Christopher Geidt, who quit his role as independent adviser on ministers’ interests last week after complaining he had been placed in an “impossible and odious position”, made his thoughts known to the Daily Telegraph, the paper said.
The Telegraph, where Johnson made his name as an EU-bashing journalist, said Geidt believed the allegations that the PM sought to hire Carrie Symonds the Foreign and Commonwealth Office “could be ripe for investigation”.
Johnson was foreign secretary from July 2016 to July 2018, when he resigned over disagreements with then-prime minister Theresa May’s Brexit strategy.
The Times story about the alleged would-be appointment, which appeared in some early editions of the newspaper, was the subject of some controversy over the weekend. The paper pulled the story from later editions without explanation.
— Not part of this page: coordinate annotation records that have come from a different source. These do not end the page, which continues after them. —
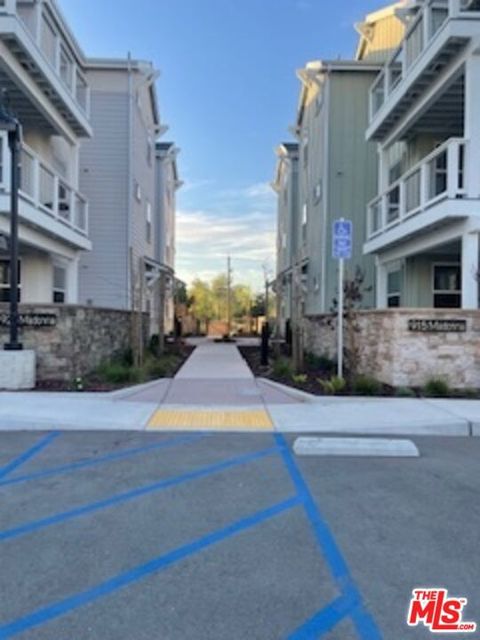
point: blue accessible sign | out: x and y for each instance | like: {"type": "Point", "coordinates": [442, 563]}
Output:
{"type": "Point", "coordinates": [342, 239]}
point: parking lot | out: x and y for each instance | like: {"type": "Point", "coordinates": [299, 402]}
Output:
{"type": "Point", "coordinates": [132, 536]}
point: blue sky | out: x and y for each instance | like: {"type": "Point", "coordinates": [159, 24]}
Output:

No.10 has since confirmed that aides contacted the newspaper after the story was published, but denied that the prime minister had personally complained.
Following The Times story, the Mirror reported that Johnson had spoken to his advisers about getting his wife appointed to a post related to either the COP26 climate conference and Duke and Duchess of Cambridge’s environmental prize.
A spokesperson for Carrie Johnson said: “This is an old story which is as untrue now as it was then.”
Boris Johnson's spokesperson said the PM had "never recommended Mrs Johnson for a government role, or one as part of the Earthshot Prize", but did not deny that any conversations had taken place.
Government 'taking time to consider' standards adviser role
Downing Street has suggested that there could be a pause before the prime minister seeks a new independent adviser on ministers’ interests, who would be the third holder of the post in less than two years, and that changes could be made to the role itself.
Deputy Labour leader Angela Rayner asked the government whether it was planning to abolish the post of independent adviser on ministers’ interests after its response to Geidt’s resignation.
Cabinet Office minister Michael Ellis said today that the government was “taking time to consider how best to fulfil the prime minister’s commitment to ensuring rigorous oversight and scrutiny of ministerial interests”.
“The process of managing ministerial interests continues in line with the ministerial code, which sets out that the permanent secretary in the department and the Cabinet Office can provide advice and have a role in scrutinising interests,” he said.
Labour MPs are today due to force a vote on giving parliament’s Public Administration and Constitutional Affairs Committee control over the appointment of the independent adviser on ministerial interests.